Während der deutsche Spitzensprinter Phil Bauhaus nach zwei Top-10-Platzierungen diesmal Siebter wurde und den harten Pyrenäen-Tagen Tribut zollte, war Philipsen auch für den drittplatzierten Biniam Girmay der Spielverderber - der Eritreer hätte erster schwarzer Etappensieger der Tour werden können.
Bauhaus unterstreicht starke Form
Der 25 Jahre alte Alpecin-Profi Philipsen scherte sich nach seinem insgesamt fünften Tageserfolg nach 169,9 km an der Gironde freilich weniger um das verpasste Glück der anderen als um das vollendete eigene.

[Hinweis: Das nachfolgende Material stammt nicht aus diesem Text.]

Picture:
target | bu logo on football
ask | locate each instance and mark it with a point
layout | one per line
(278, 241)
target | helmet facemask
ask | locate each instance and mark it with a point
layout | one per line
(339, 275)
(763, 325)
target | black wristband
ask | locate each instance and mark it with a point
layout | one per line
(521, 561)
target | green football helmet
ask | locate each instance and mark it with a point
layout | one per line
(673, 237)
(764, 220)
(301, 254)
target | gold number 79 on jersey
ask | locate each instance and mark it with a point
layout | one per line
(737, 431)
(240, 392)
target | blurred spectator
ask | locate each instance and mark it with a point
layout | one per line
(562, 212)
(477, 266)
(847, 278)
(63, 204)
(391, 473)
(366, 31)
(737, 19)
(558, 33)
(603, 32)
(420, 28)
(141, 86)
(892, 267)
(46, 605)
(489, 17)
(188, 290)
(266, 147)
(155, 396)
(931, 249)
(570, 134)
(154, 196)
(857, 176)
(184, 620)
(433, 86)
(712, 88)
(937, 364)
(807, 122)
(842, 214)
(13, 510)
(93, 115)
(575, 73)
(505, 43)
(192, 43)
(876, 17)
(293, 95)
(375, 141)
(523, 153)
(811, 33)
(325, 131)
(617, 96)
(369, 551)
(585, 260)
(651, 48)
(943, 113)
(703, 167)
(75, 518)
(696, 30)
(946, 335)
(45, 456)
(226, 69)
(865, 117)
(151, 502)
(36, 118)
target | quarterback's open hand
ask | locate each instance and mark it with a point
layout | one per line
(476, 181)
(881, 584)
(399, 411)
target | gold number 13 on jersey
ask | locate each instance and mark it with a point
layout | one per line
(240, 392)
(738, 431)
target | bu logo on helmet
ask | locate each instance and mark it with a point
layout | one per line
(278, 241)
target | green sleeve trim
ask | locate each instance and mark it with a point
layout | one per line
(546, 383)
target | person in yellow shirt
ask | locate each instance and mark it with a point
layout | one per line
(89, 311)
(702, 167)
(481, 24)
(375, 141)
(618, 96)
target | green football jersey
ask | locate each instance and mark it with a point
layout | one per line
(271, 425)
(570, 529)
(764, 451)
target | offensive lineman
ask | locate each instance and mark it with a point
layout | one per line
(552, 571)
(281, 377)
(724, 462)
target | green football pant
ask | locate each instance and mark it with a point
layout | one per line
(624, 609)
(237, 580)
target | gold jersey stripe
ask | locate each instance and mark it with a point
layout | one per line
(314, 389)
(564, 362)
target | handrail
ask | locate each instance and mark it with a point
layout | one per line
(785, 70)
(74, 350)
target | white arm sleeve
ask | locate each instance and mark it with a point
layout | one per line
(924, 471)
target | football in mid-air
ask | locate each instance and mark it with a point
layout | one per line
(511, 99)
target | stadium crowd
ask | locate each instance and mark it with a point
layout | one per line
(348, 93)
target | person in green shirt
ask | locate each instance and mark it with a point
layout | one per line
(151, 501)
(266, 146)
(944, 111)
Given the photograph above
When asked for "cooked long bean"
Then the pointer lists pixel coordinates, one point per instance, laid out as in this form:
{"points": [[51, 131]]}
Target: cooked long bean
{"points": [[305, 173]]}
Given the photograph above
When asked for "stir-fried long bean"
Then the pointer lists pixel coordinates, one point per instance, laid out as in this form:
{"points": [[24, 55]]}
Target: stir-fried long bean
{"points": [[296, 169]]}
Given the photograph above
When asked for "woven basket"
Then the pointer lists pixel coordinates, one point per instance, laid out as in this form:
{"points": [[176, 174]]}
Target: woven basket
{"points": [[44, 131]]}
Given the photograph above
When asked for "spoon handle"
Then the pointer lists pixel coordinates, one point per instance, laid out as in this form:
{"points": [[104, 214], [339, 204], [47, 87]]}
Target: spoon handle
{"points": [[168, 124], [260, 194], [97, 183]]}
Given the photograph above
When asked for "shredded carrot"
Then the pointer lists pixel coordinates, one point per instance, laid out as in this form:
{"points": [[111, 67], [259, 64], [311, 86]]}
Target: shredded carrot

„Es ist eine absolute Traumwoche“, sagte Philipsen, der im dritten Sprint der 110. Tour zum dritten Mal triumphierte und seinen Kapitän Mathieu van der Poel zunehmend zum Domestiken degradiert, „ich könnte nicht stolzer sein.“
Philipsens Stimmung konnte auch nicht mehr davon getrübt werden, dass sein nunmehr dritter Tageserfolg hinterher noch einmal kurzzeitig in Gefahr schien.
Philipsen siegt - UCI-Jury weist Einspruch ab
Die UCI-Jury in Bordeaux entschied, dass sich am Ranking nichts mehr zu Ungunsten des Belgiers ändern werde, nachdem Medienberichten zufolge sowohl das Team Intermarché – Wanty – Gobert vom Drittplatzierten Girmay als auch Astana Qazaqstan von Cavendish Protest eingelegt hatten.
Der Vorwurf lautete offenbar, Philipsen habe Girmay in Richtung Bande gedrängt.
In der Gesamtwertung führt weiter der dänische Titelverteidiger Jonas Vingegaard, der bis in die Schlussphase ganz vorne im Feld fuhr, mit 25 Sekunden Vorsprung auf den zweimaligen Champion Tadej Pogacar aus Slowenien. Die Kletterer sind erst am Sonntag am Puy de Dome wieder gefragt - am Samstag bekommt Cavendish in Limoges seine nächste Chance.
Am Tag nach der spektakulären Etappe über den Tourmalet war die lange Zeit eher gemütliche Fahrt durch den Norden der Gascogne eine willkommene Wohltat für die Favoriten auf den Gesamtsieg. Die einzige Bergwertung des Tages - ein Hügel der 4. Kategorie - lag 43 km vor dem Ziel.
Tour-Favoriten schonen sich auf Flachetappe
Vingegaard, der am Donnerstag das Gelbe Trikot erobert hatte, und Pogacar, am Vortag Etappensieger, schonten ihre Kräfte und die ihrer Mannschaften und ließen den einzigen Ausreißer lange gewähren.
Der tapfere Franzose Simon Guglielmi vom Team Arkea-Samsic, der gleich nach dem scharfen Start auf die Reise gegangen war, durfte zeitweise mit siebeneinhalb Minuten Vorsprung daherradeln.
Am Ende kam es aber so, wie es meistens kommt: Für Ausreißer ist die Chance aufs Durchkommen bei der Tour gering.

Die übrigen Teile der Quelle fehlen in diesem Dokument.